Wie ein Besuch in einem fremden Land

von Redaktion

INTERVIEW Historiker Nadler über die Bayerische Landesausstellung, die 1300 Jahre zurückführt

Noch eineinhalb Wochen, dann öffnet (am 7. Mai) die Bayerische Landesausstellung im Diözesanmuseum Freising. Das Thema führt 1300 Jahre zurück: „Tassilo, Korbinian und der Bär – Bayern im frühen Mittelalter“ erzählt am Beispiel des legendären Bayernherzogs Tassilo und des ersten Freisinger Bischofs Korbinian, wie Altbayern ganz, ganz früher einmal war. Ein Gespräch mit Projektleiter Michael Nadler.

Der Untertitel der Ausstellung lautet „Bayern im frühen Mittelalter“. Aber kann man um 750/800 überhaupt schon von „Bayern“ sprechen?

Sicher. Die Namen „Baioarii“ für die Bayern und „Baiuaria“ für das Land tauchen schon Mitte des 6. Jahrhunderts auf. Es war freilich ein ganz anderes Bayern, als man es heute kennt. München gab es nicht, die wichtigen Städte waren Regensburg und Salzburg. Die Musik spielte im Donauraum, nicht wie heute in Oberbayern.

Herzog Tassilo ist in dieser Zeit Bayerns Herrscher. Von welcher Größe des Herzogtums reden wir, von wie vielen Einwohnern?

Das Gebiet ging im Norden bis zur Donau, im Süden bis Südtirol und Kärnten, im Osten bis Oberösterreich und im Westen bis zum Lech. Das waren keine Grenzen im heutigen Sinn, sondern Grenzräume. Auch von einer Staatlichkeit wie heute können wir natürlich nicht reden, und die Zahl der Einwohner ist völlig unbekannt.

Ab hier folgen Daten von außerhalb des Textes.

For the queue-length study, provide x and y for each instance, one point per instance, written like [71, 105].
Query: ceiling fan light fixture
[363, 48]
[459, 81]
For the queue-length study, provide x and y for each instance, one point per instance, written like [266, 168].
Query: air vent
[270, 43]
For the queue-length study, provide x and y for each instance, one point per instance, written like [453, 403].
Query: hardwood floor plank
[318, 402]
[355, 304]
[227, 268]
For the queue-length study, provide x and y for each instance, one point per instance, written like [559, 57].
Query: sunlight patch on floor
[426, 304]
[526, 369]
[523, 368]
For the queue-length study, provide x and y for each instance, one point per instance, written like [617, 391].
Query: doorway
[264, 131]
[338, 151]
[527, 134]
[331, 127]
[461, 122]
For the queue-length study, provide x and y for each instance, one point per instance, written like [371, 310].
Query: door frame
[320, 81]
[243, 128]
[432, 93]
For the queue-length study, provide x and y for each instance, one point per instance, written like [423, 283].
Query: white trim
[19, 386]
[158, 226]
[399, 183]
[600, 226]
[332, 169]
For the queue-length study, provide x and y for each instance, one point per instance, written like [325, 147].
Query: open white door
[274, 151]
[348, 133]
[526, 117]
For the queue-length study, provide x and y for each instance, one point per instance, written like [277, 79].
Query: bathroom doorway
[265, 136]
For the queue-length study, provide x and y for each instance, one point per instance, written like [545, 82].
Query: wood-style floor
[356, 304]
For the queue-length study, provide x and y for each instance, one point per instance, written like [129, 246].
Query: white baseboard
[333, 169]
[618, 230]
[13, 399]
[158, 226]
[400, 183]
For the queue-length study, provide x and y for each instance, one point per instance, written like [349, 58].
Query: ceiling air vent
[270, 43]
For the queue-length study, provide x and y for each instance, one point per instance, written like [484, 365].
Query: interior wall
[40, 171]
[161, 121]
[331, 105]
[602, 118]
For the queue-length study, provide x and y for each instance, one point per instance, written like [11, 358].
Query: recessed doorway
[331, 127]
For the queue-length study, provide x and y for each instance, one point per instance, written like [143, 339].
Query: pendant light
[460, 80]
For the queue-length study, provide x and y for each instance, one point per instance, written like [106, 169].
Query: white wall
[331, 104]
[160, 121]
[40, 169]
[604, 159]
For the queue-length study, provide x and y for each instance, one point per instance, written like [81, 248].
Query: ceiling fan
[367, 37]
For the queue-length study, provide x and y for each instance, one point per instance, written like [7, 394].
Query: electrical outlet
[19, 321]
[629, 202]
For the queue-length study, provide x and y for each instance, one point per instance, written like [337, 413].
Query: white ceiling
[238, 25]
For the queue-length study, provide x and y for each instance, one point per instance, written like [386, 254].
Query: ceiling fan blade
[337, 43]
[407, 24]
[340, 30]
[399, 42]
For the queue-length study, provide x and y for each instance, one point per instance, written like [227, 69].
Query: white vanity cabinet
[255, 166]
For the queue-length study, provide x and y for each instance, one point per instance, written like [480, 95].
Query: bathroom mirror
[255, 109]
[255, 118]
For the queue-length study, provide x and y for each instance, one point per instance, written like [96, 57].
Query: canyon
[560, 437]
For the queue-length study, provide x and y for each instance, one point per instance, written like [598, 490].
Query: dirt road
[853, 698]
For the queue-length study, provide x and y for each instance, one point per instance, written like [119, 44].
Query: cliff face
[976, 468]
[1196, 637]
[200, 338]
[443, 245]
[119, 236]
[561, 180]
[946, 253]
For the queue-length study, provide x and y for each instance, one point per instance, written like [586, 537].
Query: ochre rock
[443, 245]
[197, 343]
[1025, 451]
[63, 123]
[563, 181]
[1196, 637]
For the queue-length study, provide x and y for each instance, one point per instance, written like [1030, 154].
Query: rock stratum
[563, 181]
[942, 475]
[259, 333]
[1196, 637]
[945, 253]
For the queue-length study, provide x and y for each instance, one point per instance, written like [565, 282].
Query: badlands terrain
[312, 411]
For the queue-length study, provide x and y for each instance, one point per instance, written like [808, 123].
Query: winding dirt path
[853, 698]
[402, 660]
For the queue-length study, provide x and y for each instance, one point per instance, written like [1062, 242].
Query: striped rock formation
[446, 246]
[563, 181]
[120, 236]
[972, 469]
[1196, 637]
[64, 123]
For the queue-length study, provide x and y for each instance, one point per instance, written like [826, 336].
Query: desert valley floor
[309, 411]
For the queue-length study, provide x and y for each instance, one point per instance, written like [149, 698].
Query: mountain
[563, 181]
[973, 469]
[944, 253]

Nur so viel: Es war äußerst dünn besiedelt, wenige Verkehrswege, aber dichte Urwälder. Dieser Land regiert Tassilo III. von 748 bis 788, aber als Reiseherzog. Sein wichtigster Sitz war Regensburg.

Wie würden Sie Tassilo einordnen?

Er hätte Bayern am liebsten zum Königreich erhoben, er pflegte eine eigene Außenpolitik, seinen eigenen Kunststil und geriet in Konflikt mit König Karl, dem späteren Kaiser Karl den Großen. Bayern hatte auch später oft ein Problem mit der Zentrale, der bayerische Sonderweg beginnt hier, wenn man so will. Ein Schwerpunkt unserer Ausstellung ist die unter Tassilo entwickelte ganz eigene höfische Kunst. Der Tassilokelch hat eine Ornamentik von den britischen Inseln, aber auch herausragende byzantinisch-italienische Personendarstellungen.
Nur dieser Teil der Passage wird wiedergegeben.